The 2020 campaign has been so contorted by coronavirus that the Democrats and the Republicans are still figuring out how on Earth they’ll hold a “virtual convention.” Now imagine how it could make a mess out of November.
As President Trump bizarrely tweeted about delaying the election, the media are starting to admit that mail-in voting might not turn out very well. People inherently know from experience that trusting the U.S. Postal Service with their vote sounds sketchy. Almost everyone has lost something they sent in the mail.
A month ago, The New York Times was throwing the usual darts at Trump for tweeting that mail-in voting would lead to fraud. They were spewing “fact checks” in staunch defense of the integrity of mail-in voting.
Then, reality intruded. It wasn’t just the Times publishing the story “Mail Carrier in West Virginia Pleads Guilty to Attempted Election Fraud.”
They were forced to report from their own city. The headline was blunt on July 17: “3 Weeks After Primary, N.Y. Officials Still Can’t Say Who Won Key Races: Tens of thousands of absentee ballots in New York are still uncounted and many races have yet to be called. What will November look like?”
Two Times reporters lamented it was “absurd” that ballots had been barely counted: “In the 12th Congressional District, where Representative Carolyn B. Maloney is fighting for her political life against her challenger, Suraj Patel, only 800 of some 65,000 absentee ballots had been tabulated.” Even now, the AP hasn’t declared a winner between these Democrats.

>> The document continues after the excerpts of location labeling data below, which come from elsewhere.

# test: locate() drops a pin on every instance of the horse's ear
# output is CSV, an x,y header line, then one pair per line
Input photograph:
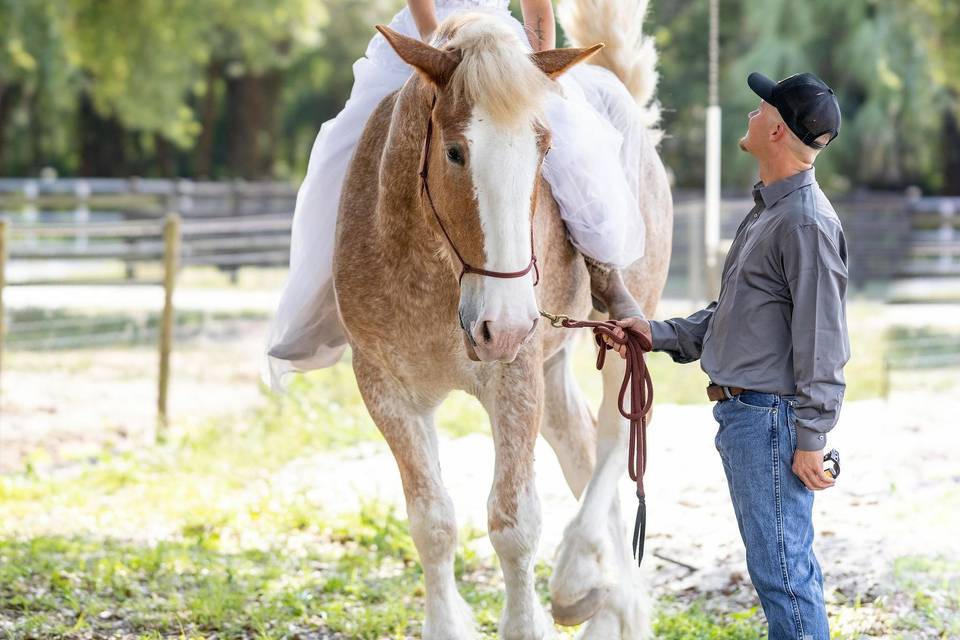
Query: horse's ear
x,y
436,64
553,62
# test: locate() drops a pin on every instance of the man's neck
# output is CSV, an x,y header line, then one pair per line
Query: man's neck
x,y
771,172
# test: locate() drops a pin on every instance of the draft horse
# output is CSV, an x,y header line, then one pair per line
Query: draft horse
x,y
443,199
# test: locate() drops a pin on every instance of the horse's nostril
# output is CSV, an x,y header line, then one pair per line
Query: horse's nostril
x,y
485,329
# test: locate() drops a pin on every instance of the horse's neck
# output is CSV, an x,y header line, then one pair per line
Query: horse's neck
x,y
400,220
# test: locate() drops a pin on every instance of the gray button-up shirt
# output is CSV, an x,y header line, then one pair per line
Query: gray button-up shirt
x,y
780,323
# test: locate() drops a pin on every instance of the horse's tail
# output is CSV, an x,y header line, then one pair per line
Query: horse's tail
x,y
628,53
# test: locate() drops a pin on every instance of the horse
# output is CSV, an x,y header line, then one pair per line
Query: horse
x,y
415,271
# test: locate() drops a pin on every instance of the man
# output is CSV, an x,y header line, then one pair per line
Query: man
x,y
774,345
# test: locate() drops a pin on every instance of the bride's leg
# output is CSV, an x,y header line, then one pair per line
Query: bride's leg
x,y
305,331
596,200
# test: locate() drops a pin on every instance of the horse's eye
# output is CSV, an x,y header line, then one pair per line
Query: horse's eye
x,y
455,156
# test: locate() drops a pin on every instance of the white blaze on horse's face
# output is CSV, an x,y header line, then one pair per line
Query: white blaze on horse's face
x,y
500,314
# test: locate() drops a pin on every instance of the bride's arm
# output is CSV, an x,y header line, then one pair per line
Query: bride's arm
x,y
538,21
424,14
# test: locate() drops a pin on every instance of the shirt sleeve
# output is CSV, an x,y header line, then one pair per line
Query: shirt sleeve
x,y
682,338
815,267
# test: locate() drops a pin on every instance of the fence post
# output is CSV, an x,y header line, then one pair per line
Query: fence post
x,y
4,239
171,249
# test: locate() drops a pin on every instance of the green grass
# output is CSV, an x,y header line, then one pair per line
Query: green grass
x,y
202,537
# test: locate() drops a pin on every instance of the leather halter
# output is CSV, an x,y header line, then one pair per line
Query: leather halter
x,y
466,267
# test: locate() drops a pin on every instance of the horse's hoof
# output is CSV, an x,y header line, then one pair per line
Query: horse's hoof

This does not inspire confidence. It leaves too much time for cynical conspiracies about manipulating the results.
The first and foremost reason for these delays is the number of absentee ballots: more than 400,000 were mailed for the June primary in New York City, compared to just 76,000 counted in the city in the 2008 presidential election. Now imagine this deluge, nationwide. Do we really want to wait weeks to figure out who won which races?
CBS News also attempted to explain how mail-in voting may not be ideal. Morning co-host Tony Dokoupil reported that they attempted to mail 100 “ballots” to a post-office box in Philadelphia. The early results were terrible: “Twenty-one percent of our votes hadn’t materialized after four days.” That number eventually improved after CBS begged postal workers for assistance, but they concluded with a shocking three percent failure rate.
Dokoupil concluded: “That means three people who tried to vote by mail in our mock election were, in fact, disenfranchised by mail. In a close election, three percent could be pivotal, especially in what’s expected to be a record year for mail-in voting.”
This kind of journalism looks like an attempt to test the system “without fear or favor.” CBS took the chance to experiment with it, and then shared the results even when they weren’t inspiring, at a time when reporters have stormed around saying there was “no evidence” that elections might be hampered.
Voting is a right and an honor, and in this year, people have risked their health and stood in long lines to participate in our democracy. The prospects for an orderly election where the people can have confidence in the results are looking grim.
In 1984, I cast my first presidential vote for Ronald Reagan with an absentee ballot mailed home to Wisconsin. My father regretted to inform me, after Reagan won in a landslide, that my vote wasn’t counted. That wasn’t heartbreaking, but if this election gets messy and it isn’t a landslide, we’re going to have heartbreak, angst, and rage.